Since December 2008, police pacifier units were installed in the favels UPPs or Unidades Pacificadores de Polícia. More than 18 UPPs are spread in 29 slums all over Rio de Janeiro and the advent of these units contributed to a increase in local tourism. On the internet, foreigners who have already visited a favela in Brazil claim that this is a worthwhile and safe cultural experience.

Foreigners are not free from violence, though: a German tourist was shot during his visit with a friend to Rocinha, in May 2013. According to reports, they had seen a man holding a gun, got scared and started to run. The German was shot twice, helped by a resident and taken to the hospital.

Violence in Rio hasn't stopped due to the increasing tourism in the city. Although violence can be contained (especially in a place that benefits from visitors' spending money), robberies, rapes and shootings still happen, and tourists must be well-informed to avoid becoming victims of these crimes.

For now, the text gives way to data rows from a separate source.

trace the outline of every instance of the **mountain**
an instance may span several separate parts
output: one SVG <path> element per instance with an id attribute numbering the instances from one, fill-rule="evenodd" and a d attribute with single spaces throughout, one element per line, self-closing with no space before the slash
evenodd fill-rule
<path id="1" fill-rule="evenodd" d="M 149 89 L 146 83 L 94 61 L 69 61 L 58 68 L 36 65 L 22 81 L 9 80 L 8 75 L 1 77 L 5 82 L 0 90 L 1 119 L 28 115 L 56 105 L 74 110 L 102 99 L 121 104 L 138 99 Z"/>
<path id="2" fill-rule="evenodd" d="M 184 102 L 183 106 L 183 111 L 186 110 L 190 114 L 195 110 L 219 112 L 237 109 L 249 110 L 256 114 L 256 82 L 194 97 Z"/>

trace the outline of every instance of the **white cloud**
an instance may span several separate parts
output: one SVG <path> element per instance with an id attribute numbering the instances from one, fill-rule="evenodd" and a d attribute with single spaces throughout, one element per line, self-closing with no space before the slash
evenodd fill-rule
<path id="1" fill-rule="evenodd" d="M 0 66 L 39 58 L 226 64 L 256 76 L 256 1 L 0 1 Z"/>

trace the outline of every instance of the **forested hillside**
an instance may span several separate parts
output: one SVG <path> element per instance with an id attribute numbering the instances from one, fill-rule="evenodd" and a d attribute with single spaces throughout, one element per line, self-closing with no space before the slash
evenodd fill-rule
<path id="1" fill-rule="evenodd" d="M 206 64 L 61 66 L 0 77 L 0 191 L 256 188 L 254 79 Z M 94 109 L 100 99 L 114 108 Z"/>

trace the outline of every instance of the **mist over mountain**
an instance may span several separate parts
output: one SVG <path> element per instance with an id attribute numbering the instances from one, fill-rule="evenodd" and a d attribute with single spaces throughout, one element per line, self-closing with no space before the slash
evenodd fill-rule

The Slum Tourism Controversy

No one can doubt the impact slum tourism causes in their communities, and whether it is right or wrong to take wealthy people to see poverty. The rise in popularity of favela tours, and poverty tourism in general has initiated concerns about the inequality in distribution of rents, arguing that tour operators make money showing off these communities but do nothing to reinvestment or improve the conditions.

Favela tour operators claim that these services are beneficial to the communities they visit because it heightens awareness of the social and economic factors that led to settlement communities and gives tourists a firsthand experience of the poverty that exists in Brazil. They also say that it encourages tourists to spend more money on goods and merchandise within the communities while on the tours.

Nonetheless, activists and residents don't see the visitors as being good sources of money. According to Tourism Concern, Rio’s favelas attract about 3,500 visitors per month, each of whom pay the equivalent of $40 USD for a three-hour tour. Of these visitors, however, 60 percent say that they paid no more than $3 on goods from locals and only 10 percent said that they bought a souvenir of some kind.

It appears that the situation is changing, as NGOs working in favelas have alerted the issue on the internet and affluent tourists have become aware of the situation. Searching online for favela tour sites, it's possible to see that most tour operators advertise the “sustainability” of their services, but many sites now have disclaimers that disclose whether they invest a portion of their returns in the favelas they visit.

It seems that increasing resentment among favela residents and local supporters will continue to shift the debate toward how tour operators can assist the areas they operate in. This will create opportunities for more socially-conscious travel services to benefit from greater visibility of the issue.